I keep going back and forth on whether to talk about my personal feelings on the message. It is very hard to separate the song from the politics here, which is a conundrum in itself. Personally I came away from it negatively and that is probably coloring the rest of my comments. Sexual assault is awful, and should be universally condemned, and people should be educated about it. "You don't understand until it happens to you" is... not a message that accomplishes much on that front to me. Some people think that this *is* an important message, that there is a large endemic problem with majority voices talking over and choking out voices of people who have personally experienced sexual assault (or trauma or racism or
just experiencing life in a different culture) and that discourse on subjects should be more exclusionary of "random majority people who don't understand" and privilege voices people closer to the topic in question. I've spent an hour revising what I'm saying about this one song though so I'll try and spare savage debatery time and just say that I don't agree that that's a very positive or productive way to take on issues, I'm disappointed when it's glorified as a viewpoint, and I wish this song was more focused on the core message of identifying, explaining and condemning sexual assault.
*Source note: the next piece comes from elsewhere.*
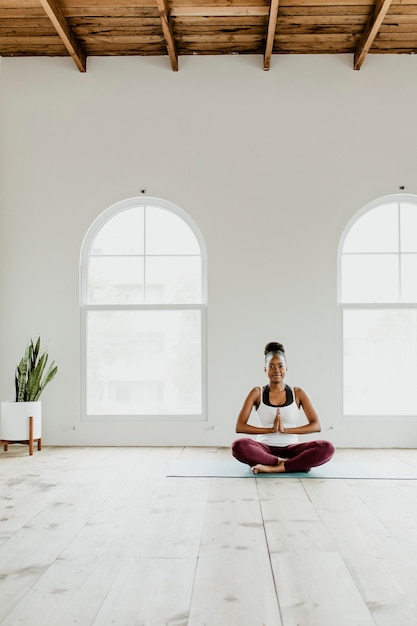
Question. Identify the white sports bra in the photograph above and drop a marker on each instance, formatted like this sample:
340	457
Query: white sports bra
290	414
The video is pretty good at doing that, but the lyrics without the video aren't very good at it, IMO. This is all just totally my personal thoughts and please shoot me if I should not ramble like that in Song Review Funhouse.
Duran Duran - Very trippy. I feel like I'm listening to a TV commercial several times on repeat. Seems a bit long for what it is, and not a lot of substance that hits my mind. Definitely feels like an anachronism, that's pretty neat.
Smooth McGroove - It's pretty hard to ever go wrong with the McGroove. He does exactly one thing and has honed that thing to perfection. Because of that, and because I listen to all his stuff, a track has to be kind of unusual somehow to get a reaction from me these days. Metal Man is not unusual, in fact it's very simple and feels like a relatively trivial production for him. Starting with an NES track does half the planning work for him, because the track is already written in individual lines for the soundchip, and there's no added SFX or camera work or unusual range or anything special going on. It is just SmoothBot, this guy could totally be a Vocaloid. That's pretty weird, that I'm essentially hating on a near perfect track just because I am familiar with the artist and expect *beyond* perfection from him now to be impressed. But so it goes.
Bob Tommy - Super saccharine romance cutepop. This is the American white male equivalent of japanese singing bikini robot girls.
Elle King - Country with an edge and a side dose of Greek wrestling, eh. This is very strange and feels subversive both on the musical and lyrical fronts. Ah, I see Grefter broke it down well. Good stuff. Still not much to my personal taste but it is intellectually interesting!
.... I have no ranking this week. Everything is pretty good. Rob Thomas and Duran Duran are probably the weakest two to me, but there's still a writeup case for DD. Elle King and Jun Jin are both nice strong pieces. Smooth is standard McGroove. And then the Gaga piece I have no idea whatsoever how to even begin fairly comparing it with anything else here. I guess if really pressed I would say JJ or Elle are the best tracks, but they also may have the least writeup fodder, and Gaga is a wildcard that could be executive decisioned into an auto pick or auto not-picking-this and I wouldn't blink either way.